Die Eingliederungsmassnahmen richten sich an Menschen, die sich infolge von Krankheit, Unfall oder Arbeitslosigkeit beruflich neu orientieren müssen oder Unterstützung beim Wiedereinstieg in den angestammten Beruf benötigen. Während diesem gesamten Prozess werden sie intensiv und kompetent begleitet. Das geht von der Abklärung der Eingliederungsfähigkeit über die Berufsberatung und die arbeitsmarktliche und medizinische Abklärung bis hin zur Zeitüberbrückung mit Arbeit und zu Integrationsmassnahmen. «Wir wollen herausfinden, wo die Fähigkeiten und Potenziale liegen und wo es eine Nachfrage im Markt gibt. Dann suchen wir den Weg dorthin», sagt Adrian Kurzen.
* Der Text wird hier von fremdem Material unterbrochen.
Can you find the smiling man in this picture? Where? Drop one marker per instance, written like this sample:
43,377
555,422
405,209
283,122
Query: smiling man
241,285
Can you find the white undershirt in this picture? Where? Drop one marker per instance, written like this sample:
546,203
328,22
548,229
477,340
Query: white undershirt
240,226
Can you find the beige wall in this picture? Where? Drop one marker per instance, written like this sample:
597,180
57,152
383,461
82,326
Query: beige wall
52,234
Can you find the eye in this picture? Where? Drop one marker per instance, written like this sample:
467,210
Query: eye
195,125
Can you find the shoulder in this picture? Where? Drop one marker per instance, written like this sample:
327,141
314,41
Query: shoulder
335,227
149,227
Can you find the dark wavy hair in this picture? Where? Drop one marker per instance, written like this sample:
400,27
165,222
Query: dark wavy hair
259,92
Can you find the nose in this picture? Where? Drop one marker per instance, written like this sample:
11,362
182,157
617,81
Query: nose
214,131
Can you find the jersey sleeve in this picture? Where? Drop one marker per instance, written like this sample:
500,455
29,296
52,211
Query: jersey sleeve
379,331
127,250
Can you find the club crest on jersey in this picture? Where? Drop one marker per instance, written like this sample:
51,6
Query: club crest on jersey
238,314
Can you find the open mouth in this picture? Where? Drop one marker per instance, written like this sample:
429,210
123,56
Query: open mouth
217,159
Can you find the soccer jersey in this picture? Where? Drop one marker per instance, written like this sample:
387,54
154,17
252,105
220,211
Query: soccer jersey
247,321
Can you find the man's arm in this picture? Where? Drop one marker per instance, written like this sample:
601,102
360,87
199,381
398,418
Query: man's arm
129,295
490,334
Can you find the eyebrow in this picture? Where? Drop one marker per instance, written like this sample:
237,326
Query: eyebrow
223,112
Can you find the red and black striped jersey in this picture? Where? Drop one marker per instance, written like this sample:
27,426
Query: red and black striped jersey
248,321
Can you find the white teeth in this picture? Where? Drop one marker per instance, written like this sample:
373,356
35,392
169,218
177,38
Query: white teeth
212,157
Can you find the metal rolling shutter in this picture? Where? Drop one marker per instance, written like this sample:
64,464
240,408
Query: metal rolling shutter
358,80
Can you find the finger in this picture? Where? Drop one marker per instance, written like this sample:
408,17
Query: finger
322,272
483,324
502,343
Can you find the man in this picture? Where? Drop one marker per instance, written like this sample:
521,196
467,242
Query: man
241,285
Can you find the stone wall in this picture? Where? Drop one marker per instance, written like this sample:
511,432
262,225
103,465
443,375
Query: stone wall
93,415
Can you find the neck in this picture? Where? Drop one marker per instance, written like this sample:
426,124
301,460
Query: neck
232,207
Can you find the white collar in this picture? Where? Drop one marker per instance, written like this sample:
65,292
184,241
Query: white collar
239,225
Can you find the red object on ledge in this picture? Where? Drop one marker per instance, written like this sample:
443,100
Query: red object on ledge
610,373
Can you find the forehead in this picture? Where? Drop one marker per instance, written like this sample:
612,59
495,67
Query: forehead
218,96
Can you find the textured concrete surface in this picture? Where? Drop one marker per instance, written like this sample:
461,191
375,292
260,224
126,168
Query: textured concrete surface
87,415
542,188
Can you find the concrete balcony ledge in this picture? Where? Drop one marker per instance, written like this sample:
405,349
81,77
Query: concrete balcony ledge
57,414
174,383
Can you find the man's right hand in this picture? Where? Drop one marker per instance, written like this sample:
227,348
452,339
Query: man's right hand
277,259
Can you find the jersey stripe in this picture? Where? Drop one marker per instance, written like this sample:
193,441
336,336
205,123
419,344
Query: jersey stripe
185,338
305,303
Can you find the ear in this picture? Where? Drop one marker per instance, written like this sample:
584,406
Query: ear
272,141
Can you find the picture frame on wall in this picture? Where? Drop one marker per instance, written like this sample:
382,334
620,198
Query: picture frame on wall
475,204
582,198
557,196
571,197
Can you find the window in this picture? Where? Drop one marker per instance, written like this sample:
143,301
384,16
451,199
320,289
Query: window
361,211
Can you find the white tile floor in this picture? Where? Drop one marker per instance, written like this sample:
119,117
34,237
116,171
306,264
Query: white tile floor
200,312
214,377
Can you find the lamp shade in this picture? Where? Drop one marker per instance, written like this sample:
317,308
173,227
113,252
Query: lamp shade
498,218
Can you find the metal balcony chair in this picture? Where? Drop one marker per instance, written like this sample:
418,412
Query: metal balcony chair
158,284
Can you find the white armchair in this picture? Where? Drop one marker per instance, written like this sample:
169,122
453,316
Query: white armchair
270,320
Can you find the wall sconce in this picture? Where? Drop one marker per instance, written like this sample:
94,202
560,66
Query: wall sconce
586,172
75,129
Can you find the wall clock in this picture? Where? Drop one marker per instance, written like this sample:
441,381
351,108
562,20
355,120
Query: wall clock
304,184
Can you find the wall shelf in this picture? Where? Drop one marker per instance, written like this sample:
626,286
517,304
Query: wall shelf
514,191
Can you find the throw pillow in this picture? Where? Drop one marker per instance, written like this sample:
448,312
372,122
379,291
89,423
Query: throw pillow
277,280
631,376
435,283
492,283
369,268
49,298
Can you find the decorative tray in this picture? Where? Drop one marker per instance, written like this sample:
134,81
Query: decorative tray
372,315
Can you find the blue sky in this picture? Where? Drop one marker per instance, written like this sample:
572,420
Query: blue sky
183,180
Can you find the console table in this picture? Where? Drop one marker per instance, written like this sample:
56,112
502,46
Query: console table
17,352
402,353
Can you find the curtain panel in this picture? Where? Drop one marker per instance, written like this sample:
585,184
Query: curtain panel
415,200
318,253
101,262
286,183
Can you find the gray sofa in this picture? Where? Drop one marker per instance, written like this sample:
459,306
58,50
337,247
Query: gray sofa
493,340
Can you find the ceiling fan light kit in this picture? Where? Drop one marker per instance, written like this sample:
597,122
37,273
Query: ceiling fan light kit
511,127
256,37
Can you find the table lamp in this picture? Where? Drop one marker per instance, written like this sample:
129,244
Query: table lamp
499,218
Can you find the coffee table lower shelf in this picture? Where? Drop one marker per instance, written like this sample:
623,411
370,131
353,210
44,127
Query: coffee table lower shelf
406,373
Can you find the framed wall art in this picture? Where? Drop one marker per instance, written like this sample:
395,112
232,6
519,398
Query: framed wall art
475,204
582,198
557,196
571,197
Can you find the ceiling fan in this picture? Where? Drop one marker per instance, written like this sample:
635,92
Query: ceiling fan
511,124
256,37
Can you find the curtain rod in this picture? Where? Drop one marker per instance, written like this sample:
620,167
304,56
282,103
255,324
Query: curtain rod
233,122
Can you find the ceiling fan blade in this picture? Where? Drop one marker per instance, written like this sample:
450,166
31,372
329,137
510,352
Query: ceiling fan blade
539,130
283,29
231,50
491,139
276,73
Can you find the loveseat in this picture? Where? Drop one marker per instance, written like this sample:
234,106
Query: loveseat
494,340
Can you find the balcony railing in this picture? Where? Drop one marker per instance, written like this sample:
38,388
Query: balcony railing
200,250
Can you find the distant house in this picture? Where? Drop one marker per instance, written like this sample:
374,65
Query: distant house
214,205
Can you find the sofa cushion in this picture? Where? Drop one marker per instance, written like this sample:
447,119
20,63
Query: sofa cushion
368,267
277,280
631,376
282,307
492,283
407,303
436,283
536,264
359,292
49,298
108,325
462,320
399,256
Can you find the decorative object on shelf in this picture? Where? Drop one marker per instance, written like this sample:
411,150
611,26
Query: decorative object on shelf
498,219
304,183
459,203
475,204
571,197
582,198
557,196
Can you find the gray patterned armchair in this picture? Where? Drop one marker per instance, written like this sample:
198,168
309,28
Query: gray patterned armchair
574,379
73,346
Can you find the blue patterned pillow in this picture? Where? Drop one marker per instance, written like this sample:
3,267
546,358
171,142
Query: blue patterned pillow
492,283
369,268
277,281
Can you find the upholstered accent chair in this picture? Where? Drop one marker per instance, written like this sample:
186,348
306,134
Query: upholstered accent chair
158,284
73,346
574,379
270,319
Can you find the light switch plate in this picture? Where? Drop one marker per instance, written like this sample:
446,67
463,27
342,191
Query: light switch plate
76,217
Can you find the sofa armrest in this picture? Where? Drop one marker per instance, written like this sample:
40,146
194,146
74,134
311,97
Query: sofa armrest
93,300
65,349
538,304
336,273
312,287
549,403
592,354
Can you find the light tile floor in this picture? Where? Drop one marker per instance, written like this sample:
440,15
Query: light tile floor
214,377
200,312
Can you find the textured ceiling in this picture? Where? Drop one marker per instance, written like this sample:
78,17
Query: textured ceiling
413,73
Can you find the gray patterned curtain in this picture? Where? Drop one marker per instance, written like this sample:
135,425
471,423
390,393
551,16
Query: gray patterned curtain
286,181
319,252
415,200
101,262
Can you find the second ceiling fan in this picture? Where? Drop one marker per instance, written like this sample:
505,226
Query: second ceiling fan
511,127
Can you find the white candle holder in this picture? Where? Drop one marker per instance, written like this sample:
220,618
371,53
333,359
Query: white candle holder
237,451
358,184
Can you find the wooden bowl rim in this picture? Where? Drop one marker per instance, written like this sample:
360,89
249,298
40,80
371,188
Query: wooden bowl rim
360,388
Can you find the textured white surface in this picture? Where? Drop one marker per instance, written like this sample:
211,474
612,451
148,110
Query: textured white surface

Für Lernende gibt es hier Berufsvorbereitung und Berufsbildung. Jugendliche und junge Erwachsene mit einer Leistungs- oder Lernbeeinträchtigung finden hier ein Umfeld, das sie unterstützt und fördert und auf das Berufsleben vorbereitet. Mit Erfolg: 97 Prozent der Lernenden schaffen ihren Lehrabschluss und 66 Prozent finden nach dem Abschluss eine Anschlusslösung im sogenannten ersten Arbeitsmarkt. Die meisten Lernenden machen grundsätzlich die gleiche Ausbildung, die gleiche Berufsschule und die gleiche Abschlussprüfung wie in einem normalen Ausbildungsbetrieb und schliessen mit einem eidgenössischen Abschluss ab.

Sozial, ökonomisch, sinnvoll

«Wir sind nicht Bittsteller», betont Adrian Kurzen. «Wir arbeiten in einem Markt, wo ein Bedürfnis besteht und wo es Sinn macht, was wir tun. Das gibt allen etwas. Wir geben Menschen mit Beeinträchtigungen eine Arbeit, eine Tagesstruktur, einen gesellschaftlichen Platz und einen Sinn. Und wir schauen darauf, dass jeder an unserer Gesellschaft und unserem System teilhaben kann.»